Born: 1820; Died: 1897; Married: Mary Ann [Smith]

Alfred Mayo was born at Chesham, Buckinghamshire in 1820. At the age of nineteen, a labourer, he was convicted of burglary at the Buckingham Quarter Sessions (1 January 1839) and was sentenced to fifteen years transportation. He was convicted of stealing clothes from his uncle. He was one of 240 convicts transported on the 'Parkfield', landing in Australia on 1 September 1839. He was described at that time as five feet eight and a half inches tall, of ruddy complexion, light brown hair and hazel eyes, with numerous moles and scars. He was unable to read or write. On arrival he was assigned to the Ginninderra estate of George Thomas Palmer, where he then worked for a number of years. While there, it is reported that he killed a fourteen foot long 'diamond' snake at Round Hill, Weetangera – thought then to be more venomous than the death adder

On leaving Ginninderra he moved to the Campbell's Duntroon, eventually establishing a household of his own at Majura, where he died in July 1897 and was buried at St John's church, Reid. Working for Charles Campbell he had a number of occupations – labourer, overseer, timber splitter, and shepherd – and worked on the construction of St John's church. He evidently returned to Ginninderra from time to time in the sixties as a member of the Duntroon cricket team.

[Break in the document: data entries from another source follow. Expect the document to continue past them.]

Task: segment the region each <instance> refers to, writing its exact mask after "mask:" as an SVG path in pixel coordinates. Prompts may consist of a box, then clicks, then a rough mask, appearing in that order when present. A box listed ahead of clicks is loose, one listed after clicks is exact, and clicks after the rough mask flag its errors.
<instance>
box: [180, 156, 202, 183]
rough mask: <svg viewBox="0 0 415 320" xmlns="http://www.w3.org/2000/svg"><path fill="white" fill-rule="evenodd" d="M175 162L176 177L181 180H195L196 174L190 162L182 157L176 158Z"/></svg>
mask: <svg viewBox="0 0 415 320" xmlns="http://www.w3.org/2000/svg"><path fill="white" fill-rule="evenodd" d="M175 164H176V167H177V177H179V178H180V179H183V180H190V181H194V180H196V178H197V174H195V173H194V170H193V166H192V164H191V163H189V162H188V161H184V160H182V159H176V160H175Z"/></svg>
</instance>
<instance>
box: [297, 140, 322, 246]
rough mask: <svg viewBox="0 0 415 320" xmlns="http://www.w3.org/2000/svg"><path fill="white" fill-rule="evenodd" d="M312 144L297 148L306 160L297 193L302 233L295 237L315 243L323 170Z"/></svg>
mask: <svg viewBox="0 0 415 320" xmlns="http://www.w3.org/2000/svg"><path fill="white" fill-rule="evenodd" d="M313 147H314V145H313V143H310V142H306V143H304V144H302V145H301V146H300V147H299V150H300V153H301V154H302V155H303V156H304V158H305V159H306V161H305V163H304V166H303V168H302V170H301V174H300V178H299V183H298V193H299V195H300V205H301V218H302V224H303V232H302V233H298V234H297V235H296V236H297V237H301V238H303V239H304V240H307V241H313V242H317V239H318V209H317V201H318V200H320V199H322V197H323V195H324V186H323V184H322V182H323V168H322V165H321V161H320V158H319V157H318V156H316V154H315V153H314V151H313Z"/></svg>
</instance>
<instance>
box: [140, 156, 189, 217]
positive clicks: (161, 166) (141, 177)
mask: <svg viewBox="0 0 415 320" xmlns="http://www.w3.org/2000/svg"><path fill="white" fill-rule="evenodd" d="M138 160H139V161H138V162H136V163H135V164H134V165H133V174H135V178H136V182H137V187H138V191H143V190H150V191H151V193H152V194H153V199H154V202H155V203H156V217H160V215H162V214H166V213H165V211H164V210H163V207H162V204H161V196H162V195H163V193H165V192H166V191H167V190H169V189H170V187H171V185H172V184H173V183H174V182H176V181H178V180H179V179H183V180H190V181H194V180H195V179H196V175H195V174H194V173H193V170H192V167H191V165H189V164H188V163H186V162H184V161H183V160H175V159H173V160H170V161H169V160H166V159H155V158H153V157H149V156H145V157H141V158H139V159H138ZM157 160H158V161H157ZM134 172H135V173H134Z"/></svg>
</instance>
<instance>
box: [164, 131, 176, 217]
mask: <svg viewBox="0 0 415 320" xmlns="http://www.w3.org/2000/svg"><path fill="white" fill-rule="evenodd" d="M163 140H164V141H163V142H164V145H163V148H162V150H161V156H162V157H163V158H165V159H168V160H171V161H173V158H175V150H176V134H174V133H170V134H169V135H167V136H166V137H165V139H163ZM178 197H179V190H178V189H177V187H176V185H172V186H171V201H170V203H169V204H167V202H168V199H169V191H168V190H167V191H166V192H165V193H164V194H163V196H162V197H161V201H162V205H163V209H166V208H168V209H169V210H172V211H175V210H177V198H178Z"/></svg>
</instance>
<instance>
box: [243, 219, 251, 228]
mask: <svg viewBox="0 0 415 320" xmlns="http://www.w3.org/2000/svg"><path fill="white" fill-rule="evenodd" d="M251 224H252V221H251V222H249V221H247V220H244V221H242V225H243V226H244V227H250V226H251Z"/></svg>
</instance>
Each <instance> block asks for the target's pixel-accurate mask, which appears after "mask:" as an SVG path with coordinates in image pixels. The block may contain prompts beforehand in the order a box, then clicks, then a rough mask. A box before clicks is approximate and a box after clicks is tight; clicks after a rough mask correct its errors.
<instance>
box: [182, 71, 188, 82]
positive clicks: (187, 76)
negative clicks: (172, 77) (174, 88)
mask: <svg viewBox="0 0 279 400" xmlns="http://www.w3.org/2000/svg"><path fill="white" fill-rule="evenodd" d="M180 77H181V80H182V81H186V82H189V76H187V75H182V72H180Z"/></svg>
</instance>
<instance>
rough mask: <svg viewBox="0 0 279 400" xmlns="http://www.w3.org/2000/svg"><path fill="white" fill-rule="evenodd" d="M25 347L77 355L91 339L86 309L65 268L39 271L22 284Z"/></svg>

He married Mary Ann Smith in February 1846 not long after receiving his ticket of leave (14 October 1845) and official permission to marry (1846). According to Shumack theirs was the first marriage to take place at St John's church (Shumack p.21). He was twenty-seven, and she twenty-one. Mary had arrived in Sydney on the 'Arkwright' as a bounty migrant with her grandfather's family on 8 Feb 1840.

Alfred and Mary Ann had eight children, the first of whom, Elizabeth was born at Ginninderra (29 January 1847). The later children were all born at Duntroon, except Frederick – Joseph (1848), Alfred (1850), John (1852), William (1855), Thomas (1858), Frederick Reuben (1861) and Charles (1864). Mary died just a few months after her husband in November 1897.